What could be wrong… failure of the plugs and wire, moisture in the distributor, a crack in head gasket? Maybe. Or maybe it has something to do with the fact that there is no oil registering on the dip-stick. Something is seriously wrong under the hood and there is no power and no movement.

Prayer is one of the most impactful practices in your life with Christ. William Law wrote that God is closer to us than our own bodies and it’s prayer that unites us to God-Who-is-Close. 

Jesus was a master at prayer. His prayer life kept Him close to the Father, gave Him insight, wisdom, power and sustaining energy (Mark 1:35, Luke 6:12, Luke 22:43).

While prayer is so critical, for most us we can’t get out of the driveway. 

Tired of Feeling Guilty 

Odds are, you and I are part of the huge percentage of people that feel guilty about our prayer-life… or more accurately our lack of a life of prayer. But no matter how guilty we feel about our powerless prayer-life, feeling bad about it doesn’t seem to create any positive movement.  

Like yeast in the bread dough, I’m learning there is one ingredient necessary to give life and zeal to our practice of prayer. While spiritual practices, accurate knowledge of God, and regular accountability are all super important elements if we’re going to pray like Jesus, we’re still not going anywhere without this one crucial shift in our thinking. 

The Most Important Shift in Prayer 

Vibrant, effective, life-giving prayer arises from shifting our definition of prayer from communicating to God to communing with God. Prayer is no longer about controlling God, getting something from God, proving our faithfulness or words on top of words. Christian prayer is different. Praying like Jesus means our goal is simply this: being with the Father.  

Communicating to God is good. It’s an act of humility to name our needs, present our worries, and own our sins. In communicating to God I can echo the angels in heaven by declaring the splendor and wonder of God.
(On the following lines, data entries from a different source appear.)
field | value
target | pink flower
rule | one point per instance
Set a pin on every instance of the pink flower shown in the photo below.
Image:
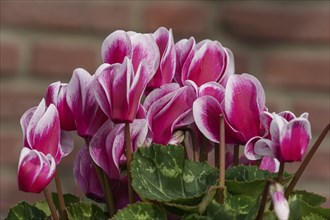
(168, 109)
(137, 47)
(35, 170)
(241, 103)
(87, 113)
(118, 89)
(287, 141)
(203, 62)
(166, 69)
(85, 175)
(107, 146)
(41, 131)
(281, 205)
(56, 94)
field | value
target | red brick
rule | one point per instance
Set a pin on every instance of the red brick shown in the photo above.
(17, 98)
(66, 15)
(265, 22)
(54, 59)
(304, 71)
(319, 112)
(187, 19)
(8, 58)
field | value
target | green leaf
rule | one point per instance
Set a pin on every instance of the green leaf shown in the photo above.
(243, 207)
(194, 216)
(25, 211)
(160, 173)
(43, 206)
(249, 180)
(85, 211)
(299, 209)
(310, 198)
(218, 211)
(199, 208)
(140, 211)
(313, 216)
(68, 199)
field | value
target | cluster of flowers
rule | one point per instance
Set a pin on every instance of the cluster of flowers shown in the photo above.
(160, 88)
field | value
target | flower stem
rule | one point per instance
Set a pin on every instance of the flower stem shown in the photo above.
(222, 153)
(307, 159)
(194, 142)
(203, 153)
(263, 200)
(236, 154)
(63, 214)
(280, 173)
(128, 161)
(109, 195)
(50, 203)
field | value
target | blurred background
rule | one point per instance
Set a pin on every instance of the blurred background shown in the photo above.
(283, 43)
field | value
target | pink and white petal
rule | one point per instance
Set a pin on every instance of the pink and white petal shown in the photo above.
(137, 88)
(242, 92)
(47, 133)
(207, 64)
(265, 147)
(304, 115)
(102, 86)
(269, 163)
(76, 92)
(287, 115)
(25, 120)
(276, 126)
(207, 111)
(156, 94)
(97, 146)
(183, 49)
(67, 142)
(212, 89)
(266, 119)
(145, 47)
(116, 47)
(249, 151)
(230, 67)
(294, 139)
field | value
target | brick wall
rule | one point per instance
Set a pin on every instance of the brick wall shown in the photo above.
(285, 44)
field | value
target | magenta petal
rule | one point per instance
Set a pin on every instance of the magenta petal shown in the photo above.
(212, 89)
(183, 49)
(159, 93)
(145, 48)
(208, 63)
(287, 115)
(35, 170)
(25, 120)
(249, 149)
(85, 175)
(294, 140)
(207, 113)
(230, 67)
(244, 92)
(137, 88)
(116, 47)
(166, 70)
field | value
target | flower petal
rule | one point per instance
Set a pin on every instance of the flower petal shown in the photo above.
(244, 92)
(207, 111)
(294, 140)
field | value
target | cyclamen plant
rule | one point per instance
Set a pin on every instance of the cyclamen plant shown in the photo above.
(149, 116)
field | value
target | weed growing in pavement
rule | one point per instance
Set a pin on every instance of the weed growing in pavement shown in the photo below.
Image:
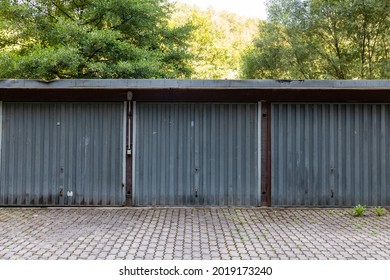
(379, 211)
(359, 210)
(359, 226)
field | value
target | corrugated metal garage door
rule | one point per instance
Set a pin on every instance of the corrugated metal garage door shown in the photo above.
(62, 154)
(196, 154)
(330, 154)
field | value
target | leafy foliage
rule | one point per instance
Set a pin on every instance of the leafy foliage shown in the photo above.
(51, 39)
(217, 40)
(322, 39)
(359, 210)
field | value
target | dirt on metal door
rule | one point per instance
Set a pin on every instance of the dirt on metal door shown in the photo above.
(196, 154)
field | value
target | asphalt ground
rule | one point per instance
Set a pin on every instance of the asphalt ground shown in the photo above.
(192, 234)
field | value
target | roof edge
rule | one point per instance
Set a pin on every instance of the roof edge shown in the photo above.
(192, 84)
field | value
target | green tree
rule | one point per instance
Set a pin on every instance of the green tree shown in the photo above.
(322, 39)
(52, 39)
(217, 40)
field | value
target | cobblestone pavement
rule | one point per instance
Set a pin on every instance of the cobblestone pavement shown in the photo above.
(192, 233)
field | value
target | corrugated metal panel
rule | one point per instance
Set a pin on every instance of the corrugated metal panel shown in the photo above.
(50, 149)
(196, 154)
(330, 154)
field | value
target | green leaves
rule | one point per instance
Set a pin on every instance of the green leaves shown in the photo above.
(52, 39)
(322, 39)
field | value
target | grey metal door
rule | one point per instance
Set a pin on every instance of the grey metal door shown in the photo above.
(330, 154)
(62, 154)
(196, 154)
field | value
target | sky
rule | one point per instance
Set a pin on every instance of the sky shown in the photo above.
(249, 8)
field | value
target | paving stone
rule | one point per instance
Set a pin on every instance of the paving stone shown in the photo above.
(190, 233)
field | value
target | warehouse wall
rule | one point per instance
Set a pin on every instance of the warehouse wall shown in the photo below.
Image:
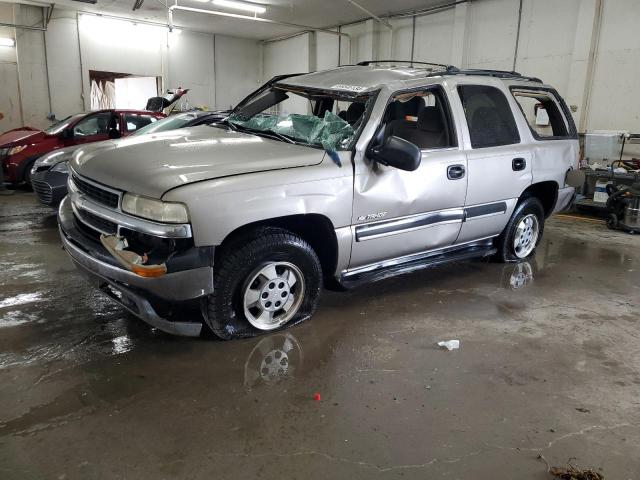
(554, 43)
(219, 70)
(9, 93)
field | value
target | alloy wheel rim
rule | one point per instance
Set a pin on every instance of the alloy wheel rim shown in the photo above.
(273, 295)
(526, 236)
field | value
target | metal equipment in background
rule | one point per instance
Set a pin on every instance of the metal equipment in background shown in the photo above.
(624, 207)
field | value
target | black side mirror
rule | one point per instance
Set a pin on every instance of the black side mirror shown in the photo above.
(397, 152)
(67, 134)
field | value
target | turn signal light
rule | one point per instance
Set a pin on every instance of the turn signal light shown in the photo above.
(149, 271)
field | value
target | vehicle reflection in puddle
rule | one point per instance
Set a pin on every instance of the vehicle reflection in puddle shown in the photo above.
(518, 275)
(274, 358)
(20, 299)
(121, 344)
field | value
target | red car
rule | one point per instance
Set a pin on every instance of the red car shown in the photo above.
(20, 147)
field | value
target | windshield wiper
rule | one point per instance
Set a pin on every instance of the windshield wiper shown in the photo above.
(280, 136)
(269, 133)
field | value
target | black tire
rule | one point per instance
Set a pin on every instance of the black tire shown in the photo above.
(504, 244)
(224, 313)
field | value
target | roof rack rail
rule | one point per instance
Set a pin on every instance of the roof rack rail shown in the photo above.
(411, 62)
(489, 73)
One of the ways you’ll measure your life of prayer is by the frequency and content of your communication to God. But you probably won’t develop a life of prayer by saying more and better words.  

With not To 

Prayer is so much bigger than just saying words. I love my wife. I will say loving words to her. Spoken words of affection are an important element of love, but you’d understand her frustration if my love was never more than words. If I walked in the house after work, spewed nice words for five minutes and then proceeded to ignore her the rest of the evening my life with her would be a shallow version of what it could be! In the same way love is bigger than spoken words, so prayer is more than just the content of our speech to God.  
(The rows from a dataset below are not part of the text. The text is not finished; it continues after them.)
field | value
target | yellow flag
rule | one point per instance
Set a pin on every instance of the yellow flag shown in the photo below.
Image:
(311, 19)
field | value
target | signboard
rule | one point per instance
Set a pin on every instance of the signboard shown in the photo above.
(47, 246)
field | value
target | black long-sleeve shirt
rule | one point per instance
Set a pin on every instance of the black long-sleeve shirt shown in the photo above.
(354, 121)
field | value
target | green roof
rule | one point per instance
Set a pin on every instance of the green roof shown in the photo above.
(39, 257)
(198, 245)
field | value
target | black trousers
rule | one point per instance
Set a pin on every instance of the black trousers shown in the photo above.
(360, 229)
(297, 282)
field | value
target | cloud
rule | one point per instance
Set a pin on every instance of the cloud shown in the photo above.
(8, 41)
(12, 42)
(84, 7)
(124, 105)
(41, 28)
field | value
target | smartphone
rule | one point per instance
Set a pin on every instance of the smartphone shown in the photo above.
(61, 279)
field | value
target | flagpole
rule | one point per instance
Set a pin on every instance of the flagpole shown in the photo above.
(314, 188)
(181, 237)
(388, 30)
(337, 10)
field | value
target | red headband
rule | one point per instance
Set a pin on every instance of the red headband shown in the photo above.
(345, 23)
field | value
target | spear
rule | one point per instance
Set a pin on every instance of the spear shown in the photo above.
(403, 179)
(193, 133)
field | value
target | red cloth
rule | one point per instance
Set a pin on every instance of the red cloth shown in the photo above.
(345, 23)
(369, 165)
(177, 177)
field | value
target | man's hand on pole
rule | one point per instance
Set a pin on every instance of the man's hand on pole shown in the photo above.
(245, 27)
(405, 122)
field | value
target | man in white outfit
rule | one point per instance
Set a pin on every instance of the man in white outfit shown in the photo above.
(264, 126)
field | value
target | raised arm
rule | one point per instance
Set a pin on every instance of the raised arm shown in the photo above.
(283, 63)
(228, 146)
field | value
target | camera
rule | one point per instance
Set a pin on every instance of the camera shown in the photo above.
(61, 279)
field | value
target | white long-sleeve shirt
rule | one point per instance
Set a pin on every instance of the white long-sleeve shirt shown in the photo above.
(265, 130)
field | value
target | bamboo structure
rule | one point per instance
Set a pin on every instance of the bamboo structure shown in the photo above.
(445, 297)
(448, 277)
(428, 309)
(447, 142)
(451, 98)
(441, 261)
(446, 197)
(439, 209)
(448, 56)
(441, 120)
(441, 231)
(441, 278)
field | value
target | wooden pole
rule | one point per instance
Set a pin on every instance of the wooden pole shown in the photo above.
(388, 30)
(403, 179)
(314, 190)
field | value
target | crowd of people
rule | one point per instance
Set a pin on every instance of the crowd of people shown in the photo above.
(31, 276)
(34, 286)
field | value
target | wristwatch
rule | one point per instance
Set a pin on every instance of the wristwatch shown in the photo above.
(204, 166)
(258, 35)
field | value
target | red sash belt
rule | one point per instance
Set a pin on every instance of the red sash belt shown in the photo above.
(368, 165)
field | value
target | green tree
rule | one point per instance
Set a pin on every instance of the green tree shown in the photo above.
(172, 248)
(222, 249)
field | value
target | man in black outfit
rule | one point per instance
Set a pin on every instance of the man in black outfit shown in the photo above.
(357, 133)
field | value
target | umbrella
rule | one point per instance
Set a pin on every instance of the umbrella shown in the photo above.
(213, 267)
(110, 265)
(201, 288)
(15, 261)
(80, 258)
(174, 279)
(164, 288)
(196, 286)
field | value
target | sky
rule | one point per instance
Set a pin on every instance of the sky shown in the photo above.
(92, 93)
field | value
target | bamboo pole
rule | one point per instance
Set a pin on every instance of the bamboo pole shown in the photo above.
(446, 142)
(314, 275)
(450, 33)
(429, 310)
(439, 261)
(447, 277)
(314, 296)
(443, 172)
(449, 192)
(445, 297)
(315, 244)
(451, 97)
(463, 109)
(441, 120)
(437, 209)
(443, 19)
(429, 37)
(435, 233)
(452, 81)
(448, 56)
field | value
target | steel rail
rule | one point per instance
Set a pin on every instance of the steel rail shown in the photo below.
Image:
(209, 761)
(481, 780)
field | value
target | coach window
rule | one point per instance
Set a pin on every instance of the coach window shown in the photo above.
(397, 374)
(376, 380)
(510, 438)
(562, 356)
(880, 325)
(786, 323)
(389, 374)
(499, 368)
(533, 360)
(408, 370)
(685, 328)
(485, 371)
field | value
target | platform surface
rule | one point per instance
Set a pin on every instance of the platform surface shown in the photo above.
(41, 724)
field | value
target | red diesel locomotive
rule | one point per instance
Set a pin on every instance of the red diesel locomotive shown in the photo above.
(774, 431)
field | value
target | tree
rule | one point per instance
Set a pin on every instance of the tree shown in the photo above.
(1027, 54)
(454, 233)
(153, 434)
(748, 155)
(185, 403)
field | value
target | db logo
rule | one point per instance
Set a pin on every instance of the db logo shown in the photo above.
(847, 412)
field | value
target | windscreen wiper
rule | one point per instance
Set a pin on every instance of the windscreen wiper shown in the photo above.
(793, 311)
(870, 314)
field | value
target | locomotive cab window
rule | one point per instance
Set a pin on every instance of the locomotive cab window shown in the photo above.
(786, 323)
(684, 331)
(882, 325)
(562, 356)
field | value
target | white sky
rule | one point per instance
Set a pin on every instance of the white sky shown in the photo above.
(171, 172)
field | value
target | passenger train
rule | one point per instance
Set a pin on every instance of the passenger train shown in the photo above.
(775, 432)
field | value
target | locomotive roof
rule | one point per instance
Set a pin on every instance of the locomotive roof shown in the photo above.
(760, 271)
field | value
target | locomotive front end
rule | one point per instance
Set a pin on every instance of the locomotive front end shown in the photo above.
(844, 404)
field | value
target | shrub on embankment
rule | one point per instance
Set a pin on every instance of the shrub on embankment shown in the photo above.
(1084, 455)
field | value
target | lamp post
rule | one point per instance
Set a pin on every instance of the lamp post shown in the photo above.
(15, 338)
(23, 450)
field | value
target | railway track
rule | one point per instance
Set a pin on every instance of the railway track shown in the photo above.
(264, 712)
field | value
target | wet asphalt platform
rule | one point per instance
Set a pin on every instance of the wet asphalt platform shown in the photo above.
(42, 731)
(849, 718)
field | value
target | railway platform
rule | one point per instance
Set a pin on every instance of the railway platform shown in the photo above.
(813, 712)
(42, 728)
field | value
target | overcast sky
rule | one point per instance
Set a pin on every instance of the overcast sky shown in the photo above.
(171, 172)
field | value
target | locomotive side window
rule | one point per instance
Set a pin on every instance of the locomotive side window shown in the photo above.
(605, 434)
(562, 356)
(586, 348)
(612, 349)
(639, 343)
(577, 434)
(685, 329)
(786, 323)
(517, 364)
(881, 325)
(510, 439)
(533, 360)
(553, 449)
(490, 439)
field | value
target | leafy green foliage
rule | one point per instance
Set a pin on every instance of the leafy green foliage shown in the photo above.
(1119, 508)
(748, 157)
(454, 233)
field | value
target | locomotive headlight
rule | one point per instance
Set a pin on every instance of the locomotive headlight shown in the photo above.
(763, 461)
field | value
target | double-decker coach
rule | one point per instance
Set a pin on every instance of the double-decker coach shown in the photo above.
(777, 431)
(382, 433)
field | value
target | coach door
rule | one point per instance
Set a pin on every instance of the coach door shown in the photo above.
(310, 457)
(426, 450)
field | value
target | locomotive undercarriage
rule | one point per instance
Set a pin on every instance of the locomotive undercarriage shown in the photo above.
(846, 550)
Prayer is being with God.   

“Prayer does not mean asking God for what we want; it is rather the desire for God himself. It is not asking but union with God. It is breathing and living in God.” Sadhu Sundar Singh 

Sadhu Sundar Singh: Essential Writings. ed. Charles E. Moore.

So try this: stop thinking of prayer as merely an act of asking and telling. In the same way you might step out of the house in order to enjoy the sunshine, take some moments to step out of preoccupation and enjoy the fact of God’s nearness. Find a chair or a stump and be.